About vacterl association

What is vacterl association?

General Discussion

VACTERL association is a nonrandom association of birth defects that affects multiple median and para-median structures. The term VACTERL is an acronym with each letter representing the first letter of one of the more common findings seen in affected children:(V) = (costo-) vertebral abnormalities
(A) = anal atresia
(C) = cardiac (heart) defects
(TE) = tracheal-esophageal abnormalities, including atresia, stenosis and fistula
(R) = renal (kidney) and radial abnormalities
(L) = (non-radial) limb abnormalities
(S) = single umbilical artery Variability of such associations is wide and the relevance of each component usually varies by the observers.

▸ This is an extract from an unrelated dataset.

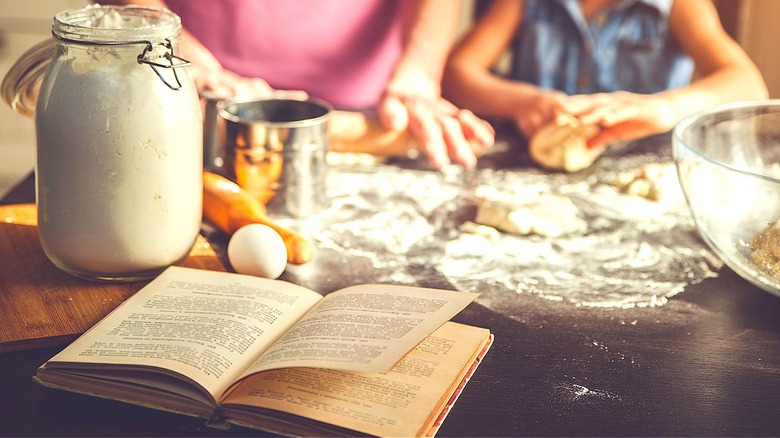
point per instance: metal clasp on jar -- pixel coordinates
(147, 57)
(171, 61)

For this reason, from an original nucleus of "VATER" anomalies, the subsequent observation of an increased rate of heart malformations (C), non-radial limb anomalies (L) and single umbilical artery (S) expanded the phenotypic continuum grouping together all these conditions (i.e. VATER, VACTER, VACTERL and VACTERLS associations). At the moment, VACTERL association is the most frequently used term to define this condition. In addition, to the above mentioned features, affected children may also exhibit pre- and/or post-natal growth deficiency with failure to gain weight and grow at the expected rate (failure to thrive). Further low-frequency findings include facial asymmetry (hemifacial microsomia), external ear malformations, lung lobation defects, intestinal malrotation and genital anomalies. VATER/VACTERL features are more common in twinning. In some cases, the acronym VATER association is used. Mental functioning and intelligence is usually unaffected; developmental delay/mental retardation should suggest an alternative diagnosis. The exact cause of VACTERL association is unknown. Most cases occur randomly, for no apparent reason (sporadic).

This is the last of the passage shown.